The four members of the Ward family were shocked when Clarkson started shouting and swearing at the producer, with the verbal abuse continuing for up to a half-hour, according to Sky News.
Sue Ward was stunned by Clarkson’s behavior. “He said (the producer) hadn’t done his job properly, it was ridiculous that there was nothing to eat – obviously there was lots of expletives in between all this – and that he would be losing his job, he would see to it that he would lose his job,” she said.
“Even someone who’s really inept at their job should be told properly, in a proper manner,” she said. “But the fact that it was in a public place. I didn’t want to listen to that language.”

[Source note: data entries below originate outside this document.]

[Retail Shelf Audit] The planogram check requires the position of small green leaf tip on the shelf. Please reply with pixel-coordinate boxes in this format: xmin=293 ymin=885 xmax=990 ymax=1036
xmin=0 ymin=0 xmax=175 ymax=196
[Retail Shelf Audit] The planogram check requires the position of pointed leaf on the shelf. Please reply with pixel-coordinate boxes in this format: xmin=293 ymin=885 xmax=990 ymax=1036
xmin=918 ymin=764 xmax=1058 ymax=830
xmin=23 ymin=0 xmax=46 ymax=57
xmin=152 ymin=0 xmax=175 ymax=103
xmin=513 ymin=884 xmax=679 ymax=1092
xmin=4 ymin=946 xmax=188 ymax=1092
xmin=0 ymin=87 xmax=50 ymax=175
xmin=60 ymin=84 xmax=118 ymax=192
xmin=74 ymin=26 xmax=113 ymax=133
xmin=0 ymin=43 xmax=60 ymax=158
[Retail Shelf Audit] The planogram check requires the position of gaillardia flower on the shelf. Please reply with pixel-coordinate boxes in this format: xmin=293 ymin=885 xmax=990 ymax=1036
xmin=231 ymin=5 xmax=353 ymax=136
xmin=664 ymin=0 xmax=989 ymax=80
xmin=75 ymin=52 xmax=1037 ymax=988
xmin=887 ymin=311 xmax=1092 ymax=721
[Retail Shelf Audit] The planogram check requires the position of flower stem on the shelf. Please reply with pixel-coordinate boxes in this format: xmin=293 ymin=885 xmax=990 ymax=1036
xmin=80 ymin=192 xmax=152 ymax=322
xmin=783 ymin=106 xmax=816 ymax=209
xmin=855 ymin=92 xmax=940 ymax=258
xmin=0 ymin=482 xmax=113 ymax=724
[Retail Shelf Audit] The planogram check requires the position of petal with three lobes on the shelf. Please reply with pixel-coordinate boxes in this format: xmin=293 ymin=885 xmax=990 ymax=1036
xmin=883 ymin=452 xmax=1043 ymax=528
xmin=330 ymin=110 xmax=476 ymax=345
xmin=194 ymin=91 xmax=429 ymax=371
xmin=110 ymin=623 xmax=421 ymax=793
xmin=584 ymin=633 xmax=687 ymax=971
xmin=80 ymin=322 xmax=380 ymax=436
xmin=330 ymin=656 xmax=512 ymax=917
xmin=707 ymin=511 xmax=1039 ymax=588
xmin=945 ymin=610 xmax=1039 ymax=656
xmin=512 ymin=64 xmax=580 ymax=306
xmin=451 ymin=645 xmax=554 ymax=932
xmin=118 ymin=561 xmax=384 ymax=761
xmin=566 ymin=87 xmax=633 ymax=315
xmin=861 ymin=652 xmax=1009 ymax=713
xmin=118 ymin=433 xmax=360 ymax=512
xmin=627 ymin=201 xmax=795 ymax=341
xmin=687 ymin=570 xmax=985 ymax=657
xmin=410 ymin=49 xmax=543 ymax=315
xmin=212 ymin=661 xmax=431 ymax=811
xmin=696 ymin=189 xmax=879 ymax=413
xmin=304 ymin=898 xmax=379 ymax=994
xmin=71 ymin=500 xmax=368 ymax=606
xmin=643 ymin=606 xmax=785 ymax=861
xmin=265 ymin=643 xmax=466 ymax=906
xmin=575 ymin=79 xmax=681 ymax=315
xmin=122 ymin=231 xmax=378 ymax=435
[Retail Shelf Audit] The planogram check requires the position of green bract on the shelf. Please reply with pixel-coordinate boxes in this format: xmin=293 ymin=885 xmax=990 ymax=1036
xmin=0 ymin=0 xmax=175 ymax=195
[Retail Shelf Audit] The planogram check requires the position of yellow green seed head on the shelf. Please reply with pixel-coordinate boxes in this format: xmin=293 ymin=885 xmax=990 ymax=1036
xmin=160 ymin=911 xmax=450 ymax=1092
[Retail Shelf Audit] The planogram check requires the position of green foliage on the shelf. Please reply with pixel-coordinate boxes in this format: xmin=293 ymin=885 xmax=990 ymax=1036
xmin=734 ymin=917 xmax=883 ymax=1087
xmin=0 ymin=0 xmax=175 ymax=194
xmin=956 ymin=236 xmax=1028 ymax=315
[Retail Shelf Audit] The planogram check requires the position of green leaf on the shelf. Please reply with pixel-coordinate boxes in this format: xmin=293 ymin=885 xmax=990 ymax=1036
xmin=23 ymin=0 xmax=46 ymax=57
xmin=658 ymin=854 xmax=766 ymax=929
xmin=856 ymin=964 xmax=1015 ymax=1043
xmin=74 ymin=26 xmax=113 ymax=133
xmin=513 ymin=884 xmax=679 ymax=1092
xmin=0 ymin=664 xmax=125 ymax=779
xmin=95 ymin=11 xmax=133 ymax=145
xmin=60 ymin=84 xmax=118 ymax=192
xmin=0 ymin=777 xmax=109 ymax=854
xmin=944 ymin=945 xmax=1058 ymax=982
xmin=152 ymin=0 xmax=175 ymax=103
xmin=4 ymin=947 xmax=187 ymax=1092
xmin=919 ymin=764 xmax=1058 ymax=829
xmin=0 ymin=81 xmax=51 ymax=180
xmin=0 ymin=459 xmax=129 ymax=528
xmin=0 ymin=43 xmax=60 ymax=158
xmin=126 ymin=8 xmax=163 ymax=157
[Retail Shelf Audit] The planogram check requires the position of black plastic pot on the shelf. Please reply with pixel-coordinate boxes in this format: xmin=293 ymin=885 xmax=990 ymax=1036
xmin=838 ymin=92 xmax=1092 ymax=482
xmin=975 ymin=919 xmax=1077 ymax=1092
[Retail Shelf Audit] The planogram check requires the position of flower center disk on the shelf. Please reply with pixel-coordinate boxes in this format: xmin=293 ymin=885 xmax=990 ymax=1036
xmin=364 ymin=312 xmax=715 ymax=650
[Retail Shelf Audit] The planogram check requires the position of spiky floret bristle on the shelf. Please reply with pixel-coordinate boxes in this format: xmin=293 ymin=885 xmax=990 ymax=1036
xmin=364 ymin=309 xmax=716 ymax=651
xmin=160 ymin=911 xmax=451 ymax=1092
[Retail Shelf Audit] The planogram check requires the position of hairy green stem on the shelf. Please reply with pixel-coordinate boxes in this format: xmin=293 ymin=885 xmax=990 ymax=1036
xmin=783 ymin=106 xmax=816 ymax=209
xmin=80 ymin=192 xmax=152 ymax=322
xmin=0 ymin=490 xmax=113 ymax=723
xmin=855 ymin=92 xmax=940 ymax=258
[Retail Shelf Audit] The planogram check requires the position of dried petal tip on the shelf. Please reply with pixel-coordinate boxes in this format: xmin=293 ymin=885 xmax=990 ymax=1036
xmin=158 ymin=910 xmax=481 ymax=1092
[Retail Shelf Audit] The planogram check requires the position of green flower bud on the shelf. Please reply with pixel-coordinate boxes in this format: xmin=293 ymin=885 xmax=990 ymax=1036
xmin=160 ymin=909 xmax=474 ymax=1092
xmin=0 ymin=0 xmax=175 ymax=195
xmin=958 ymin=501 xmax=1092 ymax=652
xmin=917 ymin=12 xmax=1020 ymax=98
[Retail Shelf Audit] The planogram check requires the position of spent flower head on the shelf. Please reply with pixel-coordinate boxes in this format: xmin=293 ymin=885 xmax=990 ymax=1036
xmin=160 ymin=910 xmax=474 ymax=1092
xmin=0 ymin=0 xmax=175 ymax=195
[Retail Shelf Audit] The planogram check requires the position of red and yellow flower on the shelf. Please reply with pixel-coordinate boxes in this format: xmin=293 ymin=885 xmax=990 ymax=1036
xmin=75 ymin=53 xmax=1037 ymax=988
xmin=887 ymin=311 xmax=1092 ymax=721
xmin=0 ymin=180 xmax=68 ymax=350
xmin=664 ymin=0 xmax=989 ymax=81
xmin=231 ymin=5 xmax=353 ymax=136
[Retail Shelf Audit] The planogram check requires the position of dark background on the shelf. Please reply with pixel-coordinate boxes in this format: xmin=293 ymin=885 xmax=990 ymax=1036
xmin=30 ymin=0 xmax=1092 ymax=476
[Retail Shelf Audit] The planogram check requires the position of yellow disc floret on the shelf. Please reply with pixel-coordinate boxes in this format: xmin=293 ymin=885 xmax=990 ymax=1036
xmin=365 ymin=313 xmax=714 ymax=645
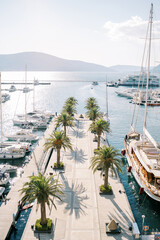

Denise Ward added: “Just the shock of how can someone be so rude. It was just the swearing and the length of time and this poor guy he was ripping into.”
The stakes for the BBC are high: The show is worth more than £50 million ($73.7 million) a year to the broadcaster, and it has a global audience estimated at more than 350 million in 214 territories. A petition calling for Clarkson to be reinstated has attracted 845,000 supporters.
Clarkson and his two co-hosts are out of a contract at the end of this month, with several broadcasters looking to nab the trio, including Rupert Murdoch’s Sky. Clarkson has changed his Twitter profile from saying, “I am a presenter on the BBC2 motoring show, ‘Top Gear’ ” to “I am probably a presenter on the BBC2 motoring show, ‘Top Gear.'”
Clarkson is likely to tell his version of the story this weekend in his columns in the Murdoch-owned newspapers the Sun and the Sunday Times.